Debt issues back in focus as economy slows down

Local government bonds flourish as limited availabili­ty triggers demand from investors

- ZHENG YANGPENG Contact the writer at zhengyangp­eng@chinadaily.com.cn

The renewed focus by leaders at the national level on “stabilizin­g economic growth” has brought local government financing vehicles back from the brink of extinction.

Just weeks ago, many observers believed that such off-balanceshe­et debt issues would soon be a thing of the past. Now, issues are expected to accelerate for the rest of this year, and even older LGFV securities are being snapped up by yield-hungry investors — even as a wave of on-balance-sheet municipal bonds starts to hit the market.

The prices of notes issued by LGFVs, created to sidestep a longstandi­ng ban on direct debt issues by local government­s, are rallying as these securities become scarcer in the market and the higher yields they offer become tougher to find.

The total return of a debt instrument is the price change plus the yield. Prices and yields move inversely in the secondary market.

As investors have become more confident in the security of LGFV debt repayments, they have become willing to pay higher prices for these securities. That factor has driven down the yields of the debt, but they are still higher than those for other comparable securities.

So far this year, the yield premium on three-year AA-ranked LGFV notes has narrowed by 37 basis points to 2.13 percent, according to Chinabond.com. The current yield on three-year sovereign debt is 2.86 percent, while the current yield on the AA-rated LGFV debt is 4.99 percent. Municipal bonds’ average coupon rate, by comparison, is 3.17 percent for a three-year bond.

Yet LGFV debt has become scarce. As authoritie­s clamped down on such borrowing last year, issues plunged to 80.35 billion yuan ($12.95 billion) in December, from a 266.9 billion yuan peak in April, according to financial data provider Wind Informatio­n Co Ltd.

The issue drought lasted into this year, with sale of new securities amounting to 498.9 billion yuan in the first five months, compared with 885 billion yuan the same period last year, according to Wind data. In February, the figure sank to a record low of 27.65 billion yuan, just one-quarter of the year-earlier total.

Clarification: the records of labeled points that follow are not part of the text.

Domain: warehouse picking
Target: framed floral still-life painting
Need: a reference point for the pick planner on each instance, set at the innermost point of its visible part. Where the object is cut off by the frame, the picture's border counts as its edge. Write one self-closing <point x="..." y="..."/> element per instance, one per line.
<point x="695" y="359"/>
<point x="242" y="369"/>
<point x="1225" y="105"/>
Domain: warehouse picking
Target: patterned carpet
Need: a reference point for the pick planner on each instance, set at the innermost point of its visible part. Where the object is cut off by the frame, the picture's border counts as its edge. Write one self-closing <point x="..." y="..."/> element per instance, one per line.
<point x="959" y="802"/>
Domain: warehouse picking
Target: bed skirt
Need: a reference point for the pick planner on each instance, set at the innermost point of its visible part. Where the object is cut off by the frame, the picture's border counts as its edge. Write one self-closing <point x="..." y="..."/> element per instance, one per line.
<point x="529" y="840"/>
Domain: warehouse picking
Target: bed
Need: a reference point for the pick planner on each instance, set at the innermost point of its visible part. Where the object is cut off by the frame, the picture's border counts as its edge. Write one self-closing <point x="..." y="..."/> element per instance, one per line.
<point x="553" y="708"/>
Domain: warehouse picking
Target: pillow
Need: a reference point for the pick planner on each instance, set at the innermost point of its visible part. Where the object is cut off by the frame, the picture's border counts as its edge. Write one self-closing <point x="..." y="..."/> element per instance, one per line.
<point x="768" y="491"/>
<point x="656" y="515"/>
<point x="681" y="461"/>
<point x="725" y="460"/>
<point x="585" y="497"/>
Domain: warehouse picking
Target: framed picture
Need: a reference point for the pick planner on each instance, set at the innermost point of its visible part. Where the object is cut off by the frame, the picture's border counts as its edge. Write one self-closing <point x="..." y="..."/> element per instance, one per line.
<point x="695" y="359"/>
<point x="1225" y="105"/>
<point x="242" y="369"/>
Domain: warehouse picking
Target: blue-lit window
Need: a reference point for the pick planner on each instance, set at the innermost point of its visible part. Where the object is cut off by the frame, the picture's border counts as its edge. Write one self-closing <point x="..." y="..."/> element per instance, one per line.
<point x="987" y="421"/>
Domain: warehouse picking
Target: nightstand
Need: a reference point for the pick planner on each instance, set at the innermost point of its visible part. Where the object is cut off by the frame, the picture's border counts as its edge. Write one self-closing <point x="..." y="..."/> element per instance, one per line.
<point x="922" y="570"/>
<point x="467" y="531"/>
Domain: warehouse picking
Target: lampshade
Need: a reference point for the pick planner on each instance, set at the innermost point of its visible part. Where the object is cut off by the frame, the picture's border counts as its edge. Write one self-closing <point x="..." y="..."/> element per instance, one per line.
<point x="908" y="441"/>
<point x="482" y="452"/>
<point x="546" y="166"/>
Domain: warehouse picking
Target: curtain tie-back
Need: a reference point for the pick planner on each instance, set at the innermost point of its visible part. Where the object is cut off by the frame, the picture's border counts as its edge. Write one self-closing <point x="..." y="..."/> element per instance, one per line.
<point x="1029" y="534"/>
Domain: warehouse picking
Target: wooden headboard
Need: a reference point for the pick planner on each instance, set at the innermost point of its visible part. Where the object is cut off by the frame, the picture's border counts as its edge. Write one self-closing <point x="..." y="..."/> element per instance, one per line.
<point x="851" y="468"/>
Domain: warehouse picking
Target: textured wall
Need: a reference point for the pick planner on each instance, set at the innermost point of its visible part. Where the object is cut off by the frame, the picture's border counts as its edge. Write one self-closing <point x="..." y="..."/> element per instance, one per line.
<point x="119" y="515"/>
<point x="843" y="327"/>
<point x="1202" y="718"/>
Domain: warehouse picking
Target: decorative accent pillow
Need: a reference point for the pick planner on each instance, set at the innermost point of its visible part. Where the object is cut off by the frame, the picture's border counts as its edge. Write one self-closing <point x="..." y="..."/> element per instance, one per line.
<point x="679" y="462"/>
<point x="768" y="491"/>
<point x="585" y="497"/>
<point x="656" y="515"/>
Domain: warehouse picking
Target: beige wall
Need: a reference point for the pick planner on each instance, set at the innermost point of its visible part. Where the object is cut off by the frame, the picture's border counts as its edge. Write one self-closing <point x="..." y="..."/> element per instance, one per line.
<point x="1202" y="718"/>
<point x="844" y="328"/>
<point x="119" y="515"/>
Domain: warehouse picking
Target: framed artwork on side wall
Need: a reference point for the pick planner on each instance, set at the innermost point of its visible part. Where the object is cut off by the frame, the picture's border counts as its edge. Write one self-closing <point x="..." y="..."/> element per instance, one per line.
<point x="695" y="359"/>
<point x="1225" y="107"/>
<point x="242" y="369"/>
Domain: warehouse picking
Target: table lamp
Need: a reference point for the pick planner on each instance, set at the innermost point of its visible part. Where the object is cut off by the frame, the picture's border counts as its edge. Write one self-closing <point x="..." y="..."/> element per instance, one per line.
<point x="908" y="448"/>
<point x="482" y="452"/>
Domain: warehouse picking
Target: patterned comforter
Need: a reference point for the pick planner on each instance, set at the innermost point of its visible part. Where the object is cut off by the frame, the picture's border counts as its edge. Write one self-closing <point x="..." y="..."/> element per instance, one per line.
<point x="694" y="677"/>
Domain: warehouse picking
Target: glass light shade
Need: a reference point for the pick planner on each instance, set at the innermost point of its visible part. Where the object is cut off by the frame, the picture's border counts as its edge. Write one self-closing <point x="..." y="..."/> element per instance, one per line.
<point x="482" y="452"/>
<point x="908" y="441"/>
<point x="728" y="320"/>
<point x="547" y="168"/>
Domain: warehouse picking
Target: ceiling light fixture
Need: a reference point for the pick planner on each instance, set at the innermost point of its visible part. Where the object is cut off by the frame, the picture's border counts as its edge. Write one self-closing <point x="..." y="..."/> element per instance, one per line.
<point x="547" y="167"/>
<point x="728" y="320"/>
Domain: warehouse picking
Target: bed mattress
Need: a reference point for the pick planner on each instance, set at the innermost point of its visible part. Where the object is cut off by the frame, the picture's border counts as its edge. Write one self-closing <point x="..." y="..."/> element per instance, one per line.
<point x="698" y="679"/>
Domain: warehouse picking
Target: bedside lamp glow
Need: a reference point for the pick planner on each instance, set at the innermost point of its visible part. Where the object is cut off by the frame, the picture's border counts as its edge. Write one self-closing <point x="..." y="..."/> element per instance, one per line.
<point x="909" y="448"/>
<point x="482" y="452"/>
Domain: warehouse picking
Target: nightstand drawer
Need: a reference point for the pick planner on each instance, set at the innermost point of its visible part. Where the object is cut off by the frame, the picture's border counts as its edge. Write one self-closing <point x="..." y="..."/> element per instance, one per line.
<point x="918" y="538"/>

Investors were unnerved by a State Council document in October that banned LGFVs from raising debt on behalf of local government­s. The cabinet’s statement said that authoritie­s have no obligation to repay debt that was not assumed for public works.

Regulators approved far fewer issues after that document, most of which were by entities that had previously obtained debt quotas before October. New project starts also plunged.

The scarcity saw the yield premium on three-year AA-rated notes widen by a record 89 basis points over the sovereign in December.

The fall in issue volume coincided with GDP growth falling to a six-year low of 7 percent during the first quarter. Concern that the economy might be in a free-fall prompted national policymake­rs to keep the investment engine humming.

Analysts said the situation convinced the National Developmen­t and Reform Commission, the top economic planner and regulator of State-owned enterprise­s’ bond issues, to ease the rules in late May. To deter China’s 10,000-plus LGFVs from indulging in their insatiable urge to borrow, the NDRC earlier imposed limits on bond issues such as annual ceilings.

Municipal bond yields aren’t attractive for funds.” Zhang Xue, fund manager at Morgan Stanley Huaxin Fund Management Co

These requiremen­ts were quietly eased a couple of weeks ago.

At least three Chinese brokerages forecast that the supply of new LGFV notes will surge later this year. China Internatio­nal Capital Corp said that because it takes about two months for issuers to prepare filings, the effect of the NDRC easing would not be seen until the third quarter.

The dearth of fresh supply has made the increasing­ly rare legacy bonds more appealing to investors.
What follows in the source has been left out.